# March or April 2015 Guide/Rescue/First Aid Training



## abron (Nov 19, 2004)

Wilderness Medical Intstitute, Through NOLS is a very well established option for WFR and WEMT...
Wilderness First Responder (WFR)
Take your Pick of loactions, quite a few in your neck of the woods: :mrgreen: 
https://www.nols.edu/portal/wmi/courses/wfr/

Swiftwater rescue is definitely available locally Per state too, maybe Boise Fire, google it... im sure there is top notch training in the whitewater state....
Good Luck, have a great summer, you are approaching it the right way......

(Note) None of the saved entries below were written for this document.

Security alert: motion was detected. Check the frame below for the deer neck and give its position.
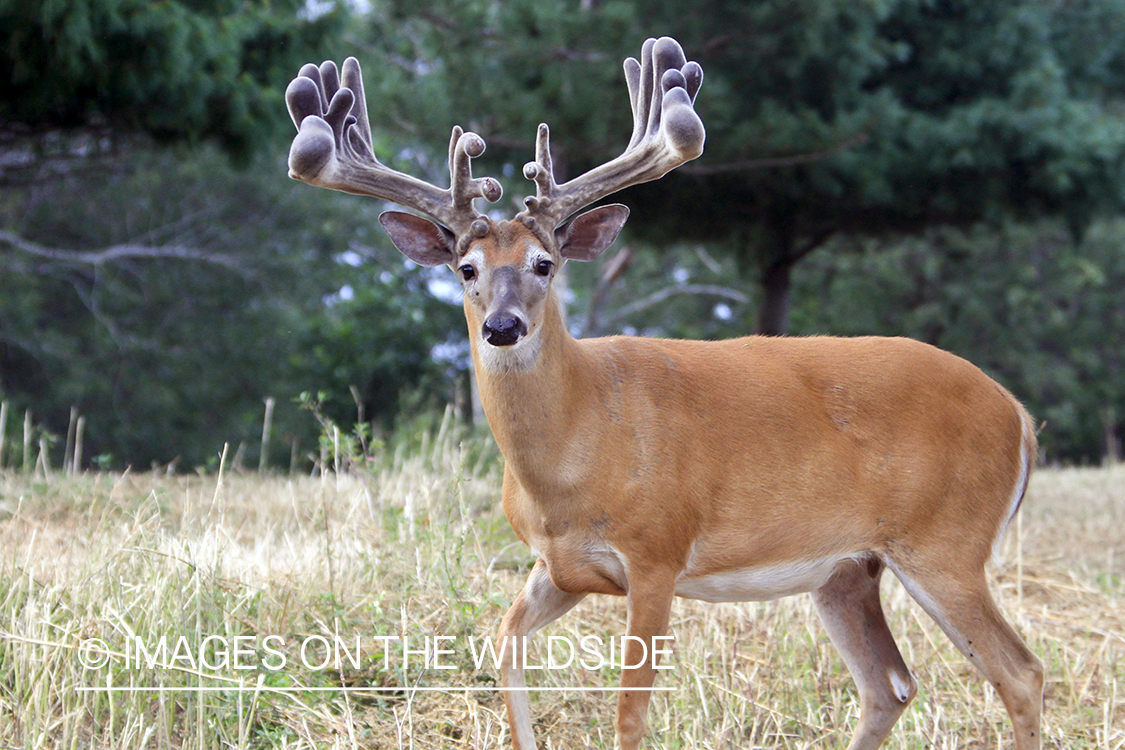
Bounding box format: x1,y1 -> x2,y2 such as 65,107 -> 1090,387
466,290 -> 591,478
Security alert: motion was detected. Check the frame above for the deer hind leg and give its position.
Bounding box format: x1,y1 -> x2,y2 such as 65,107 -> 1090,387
497,558 -> 585,750
615,571 -> 675,750
890,560 -> 1043,750
812,557 -> 917,750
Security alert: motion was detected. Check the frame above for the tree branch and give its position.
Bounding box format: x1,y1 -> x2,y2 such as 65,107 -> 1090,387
0,229 -> 244,273
609,283 -> 750,325
680,130 -> 871,175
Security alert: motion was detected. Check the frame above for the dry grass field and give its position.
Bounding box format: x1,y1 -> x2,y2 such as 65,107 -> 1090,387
0,420 -> 1125,750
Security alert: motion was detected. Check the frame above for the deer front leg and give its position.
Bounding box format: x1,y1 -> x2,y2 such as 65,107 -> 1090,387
498,558 -> 586,750
617,576 -> 675,750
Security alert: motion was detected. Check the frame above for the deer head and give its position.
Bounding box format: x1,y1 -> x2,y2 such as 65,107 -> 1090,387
286,37 -> 704,364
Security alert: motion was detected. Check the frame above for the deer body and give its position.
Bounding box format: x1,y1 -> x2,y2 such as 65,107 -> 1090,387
286,38 -> 1043,750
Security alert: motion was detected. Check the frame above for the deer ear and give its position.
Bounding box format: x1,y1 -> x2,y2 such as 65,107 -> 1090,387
555,204 -> 629,261
379,211 -> 456,265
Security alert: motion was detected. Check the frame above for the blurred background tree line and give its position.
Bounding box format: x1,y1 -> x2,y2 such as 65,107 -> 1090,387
0,0 -> 1125,469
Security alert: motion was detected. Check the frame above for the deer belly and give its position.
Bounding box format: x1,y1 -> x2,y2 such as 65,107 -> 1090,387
676,557 -> 845,602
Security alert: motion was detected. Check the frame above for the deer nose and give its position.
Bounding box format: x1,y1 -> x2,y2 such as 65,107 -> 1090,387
483,316 -> 528,346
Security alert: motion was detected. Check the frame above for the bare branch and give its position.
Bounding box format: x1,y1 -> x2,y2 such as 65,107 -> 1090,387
609,283 -> 750,325
680,130 -> 871,175
0,229 -> 245,273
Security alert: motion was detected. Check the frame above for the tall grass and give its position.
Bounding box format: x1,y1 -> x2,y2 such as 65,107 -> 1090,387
0,413 -> 1125,750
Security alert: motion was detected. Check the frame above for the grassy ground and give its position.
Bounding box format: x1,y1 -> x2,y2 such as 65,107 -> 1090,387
0,422 -> 1125,750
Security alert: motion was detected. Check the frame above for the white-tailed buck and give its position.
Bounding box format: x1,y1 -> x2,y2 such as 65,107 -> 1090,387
287,38 -> 1043,750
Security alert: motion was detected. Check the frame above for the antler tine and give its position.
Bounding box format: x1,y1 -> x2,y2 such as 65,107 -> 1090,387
520,37 -> 707,226
286,57 -> 502,234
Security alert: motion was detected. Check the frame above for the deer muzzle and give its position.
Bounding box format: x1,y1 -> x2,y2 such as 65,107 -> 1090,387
482,314 -> 528,346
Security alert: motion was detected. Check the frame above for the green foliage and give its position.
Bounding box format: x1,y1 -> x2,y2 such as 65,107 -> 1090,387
0,0 -> 347,156
0,148 -> 465,469
794,220 -> 1125,462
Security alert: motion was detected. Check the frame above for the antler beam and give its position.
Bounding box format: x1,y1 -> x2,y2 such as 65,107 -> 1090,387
286,57 -> 502,234
520,37 -> 705,226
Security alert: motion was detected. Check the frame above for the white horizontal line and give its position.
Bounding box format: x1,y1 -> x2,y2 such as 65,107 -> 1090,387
75,685 -> 676,693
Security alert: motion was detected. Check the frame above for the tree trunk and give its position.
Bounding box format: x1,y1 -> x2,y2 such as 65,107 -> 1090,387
754,263 -> 793,336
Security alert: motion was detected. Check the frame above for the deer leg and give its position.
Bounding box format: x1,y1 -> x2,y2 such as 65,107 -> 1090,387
617,576 -> 675,750
498,558 -> 585,750
892,560 -> 1043,750
812,557 -> 918,750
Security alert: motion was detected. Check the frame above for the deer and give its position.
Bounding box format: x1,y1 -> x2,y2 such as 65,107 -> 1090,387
286,37 -> 1044,750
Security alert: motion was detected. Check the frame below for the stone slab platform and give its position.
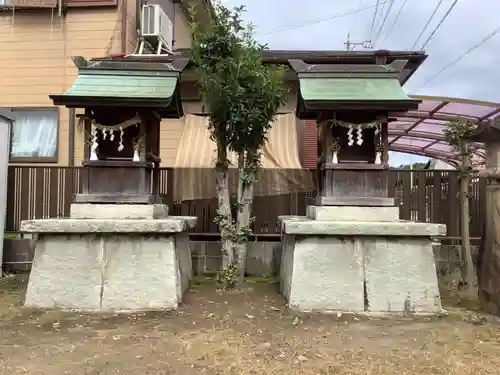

Here's our Local Legend, Instructor and Resource for reference: and come to think of it, I bet Uncle Steve could point you in the direction of the best courses in the western US....
http://www.farflung.com/index.php/training/swiftwater-rescue


----------



## Learch (Jul 12, 2010)

Almost a full rotation, could have been a backflip!


----------



## jmacn (Nov 20, 2010)

Sierra Rescue has swiftwater corses usually in Caloma, CA...


----------



## CrackaJack (Mar 14, 2013)

Thanks guys, looking into courses through Sierra Rescue now. Stoked!


----------



## utrafter (Aug 10, 2013)

I have heard a lot of great things about Swiftwater Safety Institute... they are based out of Jackson Wyoming. They do a lot of different type of swiftwater trainings and even a packraft specific class -- which sounds kind of cool.

Swiftwater Rescue Courses by SSI


----------